Murrell dove into the occult. For nearly 200 years, the second-most-purchased book, behind the Bible, was Malleus Maleficarum, Latin for The Hammer of Witches. The text serves as a kind of instruction manual to help identify and avoid collusion with the devil via sorcery and witchcraft.
She discovered the text as noting many references to the book while working on an independent study in art. She wasn’t quite sure what to do with the book as a scholar.
“Perkins was always honest with me,” says Murrell. “She would tell me if I should try a different direction and served as a sounding board to my many questions and ideas.”
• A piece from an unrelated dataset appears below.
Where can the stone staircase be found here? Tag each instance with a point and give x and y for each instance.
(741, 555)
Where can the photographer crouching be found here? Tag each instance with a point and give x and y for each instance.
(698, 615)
The project approach has her hooked. She plans to develop her site further and present at two conferences.
As a native New Yorker, it seemed fitting for Ben Gordon ’19 to explore the subway.
“It’s what people in the city talk about,” he says. Maybe complain is a more appropriate word.
Gordon’s research took the form of maps, each one tracing the evolution of the transit system—when the subway’s development began and then ended and how it got replaced by the car.
His maps layer in population density. He illustrates how real estate agents used subway lines to develop upper-class neighborhoods. As soon as the masses could avail themselves of the subway, the automobile took over with highways, bridges, and expressways cutting across the city to the benefit of the upper class.
Gordon’s project is deep and wide. “I was spending 50 hours a week on it,” he says. “There was a real intensity to the project, but it was so worth figuring out.” He thinks his capstone project will focus on this same topic since there is more to explore.
All agree that the whirlwind nature of this program combined with surprises while researching and the shifting focus of their central questions, help from previous scholars, and comradery of the students made for a fantastic opportunity in group learning, original research, and wielding digital tools.
View all the projects in detail:
- Uchechi Anomnachi ’19, Racial Perceptions of Anime in the United States
- Ben Gordon ’19, New York City’s Subways, Bridges, Highways, and Expressways in the 20th Century
- Elene Jalagonia ’20, Making of Ethnic Nationalism
- Trang Le ’21, Intersection of Hybrid Identities in Ocean Vuong’s Diasporic Poetry
- Norman Lee ’19, Communication Deficits Between Fields Integral to the Epistemology of Sentiment Analysis
- Alex Murrell ’19, Volatica
- Angela Shi ’21, Travel Writings of Jerusalem in the Middle Ages
This year’s DHSS program was made possible by a generous donation to the libraries from Bruce Marshman ’62.